Женщины разложили еду и налили по первой рюмке. Бабка поздравила меня с днем рождения, чокнулась с матерью и выпила. Я старалась как можно быстрее съесть картошку и салат. Но доедая почувствовала странную непривычную слабость во всем теле. Я не слышала, о чем говорят женщины. Наверное, они, как и прежде, говорили о моей учебе, мать жаловалась, что я прогуливаю школу и совсем отстаю по математике. Шел восьмой класс, и в следующем году мне нужно было сдавать первые экзамены для перехода в десятый. Иначе, говорила мать, пойдешь, как и я, в Фазанку, так называлось средне-специальное училище. Скорее всего, они говорили, что мне следует хорошо учиться, чтобы получить бюджетное место в университете, иначе я рисковала стать неучем и ничего не добиться. Я не знала, чего мне нужно добиваться и зачем получать образование. Мне казалось, что впереди нет ничего кроме протяженной тьмы, которую мне предстоит разбивать своим телом и ежедневно проживать. Я доела картошку и салат, вымыла свою тарелку и положила кусок приторного торта. Сначала я съела торт, а потом запила его остывшим чаем. Бабка упрекала меня за то, что я пью его еле теплым. От холодного чая не будет здоровья, говорила бабка. Но я не слушала ее. Слабость нарастала, и я, сидящая за столом розовой кухни, словно медленно теряла свое тело. Я чувствовала вкус торта и температуру чая, слышала звон вилки, которую мать положила на тарелку. Я видела синюю тьму декабрьского вечера за белой занавеской, и одновременно мне казалось, что все происходящее не имеет ко мне никакого отношения. Страшнее того – я не могла найти точку, в которой была я сама. Мир стал стертым, как далекий шум поезда.

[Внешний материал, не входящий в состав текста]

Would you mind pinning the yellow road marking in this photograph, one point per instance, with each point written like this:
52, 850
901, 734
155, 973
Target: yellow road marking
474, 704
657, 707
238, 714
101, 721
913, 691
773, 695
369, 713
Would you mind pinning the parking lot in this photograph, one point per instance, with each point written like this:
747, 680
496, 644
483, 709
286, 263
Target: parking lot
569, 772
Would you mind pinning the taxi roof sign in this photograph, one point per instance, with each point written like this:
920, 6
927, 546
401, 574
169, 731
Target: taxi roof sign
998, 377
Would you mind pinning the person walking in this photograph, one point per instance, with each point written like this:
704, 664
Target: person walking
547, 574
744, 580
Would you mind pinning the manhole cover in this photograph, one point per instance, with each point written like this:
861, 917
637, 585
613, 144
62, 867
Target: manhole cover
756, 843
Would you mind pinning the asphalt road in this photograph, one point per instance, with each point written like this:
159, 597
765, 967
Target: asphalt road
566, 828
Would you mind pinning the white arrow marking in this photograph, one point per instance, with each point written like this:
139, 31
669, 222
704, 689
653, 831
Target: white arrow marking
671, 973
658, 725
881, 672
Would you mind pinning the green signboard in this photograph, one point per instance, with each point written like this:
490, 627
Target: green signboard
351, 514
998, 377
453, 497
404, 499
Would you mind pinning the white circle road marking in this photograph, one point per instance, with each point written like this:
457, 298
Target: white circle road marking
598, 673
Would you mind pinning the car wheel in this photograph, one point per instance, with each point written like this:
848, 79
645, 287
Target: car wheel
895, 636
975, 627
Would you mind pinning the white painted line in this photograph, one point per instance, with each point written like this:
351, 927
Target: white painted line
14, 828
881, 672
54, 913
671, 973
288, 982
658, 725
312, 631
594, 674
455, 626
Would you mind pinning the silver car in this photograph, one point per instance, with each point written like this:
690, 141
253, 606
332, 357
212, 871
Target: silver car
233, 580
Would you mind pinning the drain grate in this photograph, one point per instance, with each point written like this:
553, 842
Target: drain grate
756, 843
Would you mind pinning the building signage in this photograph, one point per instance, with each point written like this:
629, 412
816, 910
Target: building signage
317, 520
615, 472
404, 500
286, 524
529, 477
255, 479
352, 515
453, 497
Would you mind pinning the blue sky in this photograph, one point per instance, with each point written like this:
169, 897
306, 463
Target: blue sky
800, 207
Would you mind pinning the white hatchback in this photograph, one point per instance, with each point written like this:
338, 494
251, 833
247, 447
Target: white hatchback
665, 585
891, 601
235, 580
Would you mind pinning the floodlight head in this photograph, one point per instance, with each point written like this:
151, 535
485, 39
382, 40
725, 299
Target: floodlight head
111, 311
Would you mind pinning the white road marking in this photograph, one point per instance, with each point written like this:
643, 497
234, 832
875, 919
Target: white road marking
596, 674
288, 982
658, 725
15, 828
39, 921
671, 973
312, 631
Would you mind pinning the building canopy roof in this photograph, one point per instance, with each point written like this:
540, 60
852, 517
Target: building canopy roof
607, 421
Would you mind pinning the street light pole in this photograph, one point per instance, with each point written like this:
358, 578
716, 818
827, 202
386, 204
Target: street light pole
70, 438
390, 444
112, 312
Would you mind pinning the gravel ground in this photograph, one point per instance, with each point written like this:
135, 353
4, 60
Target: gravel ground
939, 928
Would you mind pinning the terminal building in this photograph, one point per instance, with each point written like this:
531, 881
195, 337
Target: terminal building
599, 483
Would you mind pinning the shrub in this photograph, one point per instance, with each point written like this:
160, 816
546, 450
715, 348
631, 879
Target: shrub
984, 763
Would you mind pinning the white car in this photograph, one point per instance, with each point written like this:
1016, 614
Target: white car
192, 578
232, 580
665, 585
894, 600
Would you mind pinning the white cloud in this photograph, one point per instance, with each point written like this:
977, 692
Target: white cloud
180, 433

Теперь, сказала мать, иди гуляй. Она дала мне двадцать рублей, чтобы на обратном пути я купила ей пачку сигарет. Я положила деньги в карман дубленки и перед тем, как обуться, зашла в туалет. Я сняла колготки, джинсы и трусы, села на прохладный ободок унитаза и в бессилии опустила голову. На ластовице зеленых трусов я увидела густую бурую кровь. Кровь блестела и переливалась как тихий слизняк. Я знала, что это называется месячными, меня пугало, что, начавшись, они будут приходить раз в двадцать дней и из меня будет литься кровь. Все это будет значить только одно – я созрела для деторождения. Моя маленькая грудь с розовыми сосками еле набухла к тринадцати, и мать переживала, что я слишком медленно созреваю. Девочки в моем классе уже носили лифчики, а я надевала спортивную майку под кофту и не хотела, чтобы у меня была грудь. Я была высокой и худой, как юное дерево, я была неуклюжей, как мальчик-подросток, и хотела всегда оставаться телом без признаков, бесплодным пустым телом. Но теперь я видела сгусток крови на своих трусах и понимала, что это значит. Кровь, размазанная по ткани, была приговором. Я подтерлась и натянула трусы, колготки и штаны. Выйдя из туалета, я тихо позвала мать. Женщины переглянулись, и мать подошла ко мне, я стояла в коридоре и, не включая света, сказала, что у меня пошли месячные. Мать с шумом вдохнула и радостно, громко, так, чтобы бабка слышала, поздравила меня. Она крикнула бабку, и бабка захлопала в ладоши. Мы вернулись за стол. Теперь, наперебой начали они говорить, ты стала девушкой. Они тут же налили по еще одной рюмке и выпили за меня, за то, что я стала девушкой. Мне было стыдно от их радости. Я не понимала, каким образом моя обреченность может стать поводом для счастья.